The EU is the world's largest exporting region of ferrous scrap, with it tallying an export volume of 17.4 million mt in 2020, as well as 1.6 million mt of copper, aluminum and nickel scrap, and 100,000 mt of precious metals scrap, according to the European Commission.

According to EU Comext data, 74.44% of the EU's ferrous scrap went to Organization for Economic Cooperation and Development countries and 25.56% to non-OECD countries on average in 2018 and 2019, with Turkey being the largest single destination.

Marco addressed the perceived misconception on ferrous scrap, of it being likened to a "dirty" or "gray" feedstock being an erroneous one, as it provided benefits to the environment as opposed to using virgin raw materials to produce steel.

"Using recycled steel saves energy and virgin raw material use. It reduces air pollution, water use, water pollution, and mining wastes," he said. "The benefit to the environment is tremendous. That is why the collection, recycling, and treatment [processing] of this raw material must be improved worldwide to aid more scrap-based production. But although scrap is reusable forever, there is just not enough of it globally, and the continuation to meet the world's steel demand has to come alongside the use of iron ore and coal as well."
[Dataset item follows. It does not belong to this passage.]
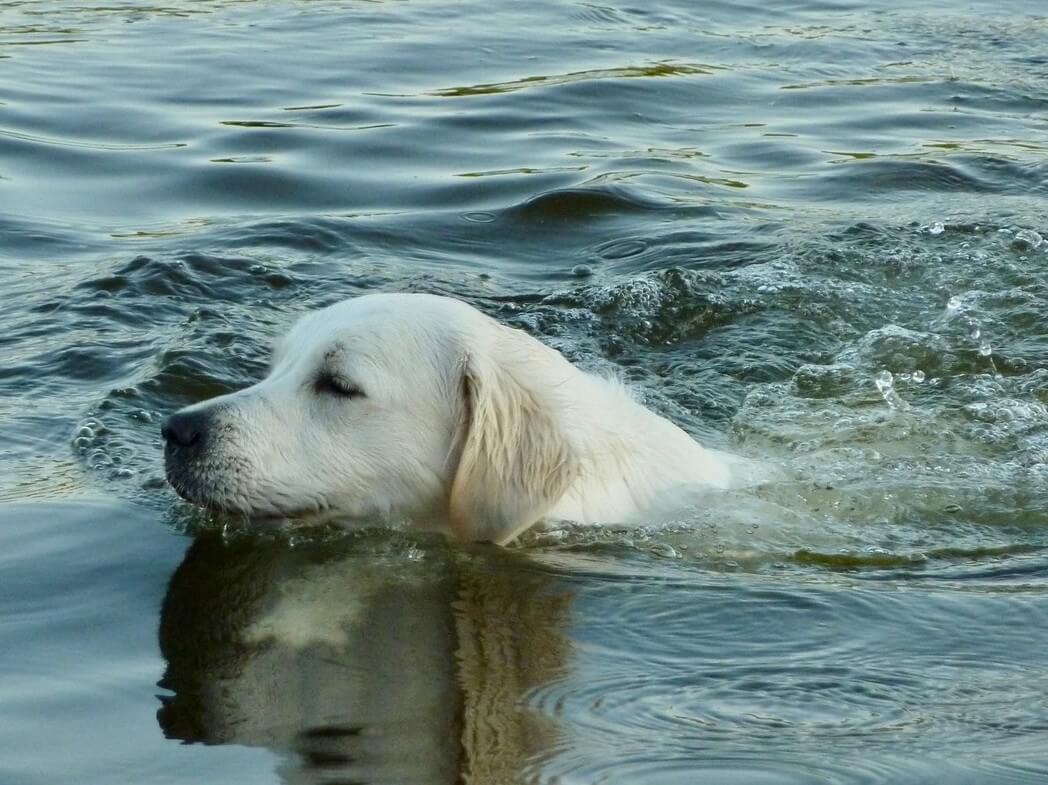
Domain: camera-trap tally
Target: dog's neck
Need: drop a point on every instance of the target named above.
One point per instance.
(630, 458)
Recycling steel not only aids the EU economy in terms of gross domestic product contribution, but it helps it to achieve reductions in carbon and greenhouse gases emissions, and to achieve a more circular economy, he said.
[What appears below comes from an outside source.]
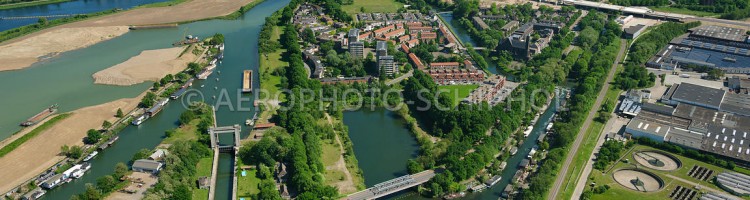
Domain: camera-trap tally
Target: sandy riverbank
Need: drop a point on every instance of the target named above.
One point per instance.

This also falls in line with the European Steel Association's Low Carbon Roadmap to achieve a CO2-neutral industry by 2050.

Carbon emissions were envisioned to be reduced by 80%-95% by 2050 from 1990 levels, according to the roadmap. However, this push could see an estimated increase of 35%-100% in terms of production cost for every mt of steel by then, because of the adaptation of new technologies and energy usage.

Marco's comments also echoed global efforts to reduce carbon emissions by using more recycled steel, which has inevitably led to increased demand even in Asia, particularly from producers using the more carbon emissions-heavy blast furnace route.

Industry sources said by increasing the uptake of recycled steel in the BOF process, it would provide a quick solution to reduce steelmaking's CO2 emissions, in comparison to hefty costs that would be incurred for radical structural changes. Though industry sources also cited that the lack of availability of high quality scrap currently would act as a limiting factor on its increased dependency as a solution.

"The future in steel production is toward using more metallics like HBI [hot briquetted iron] and scrap," Marco added.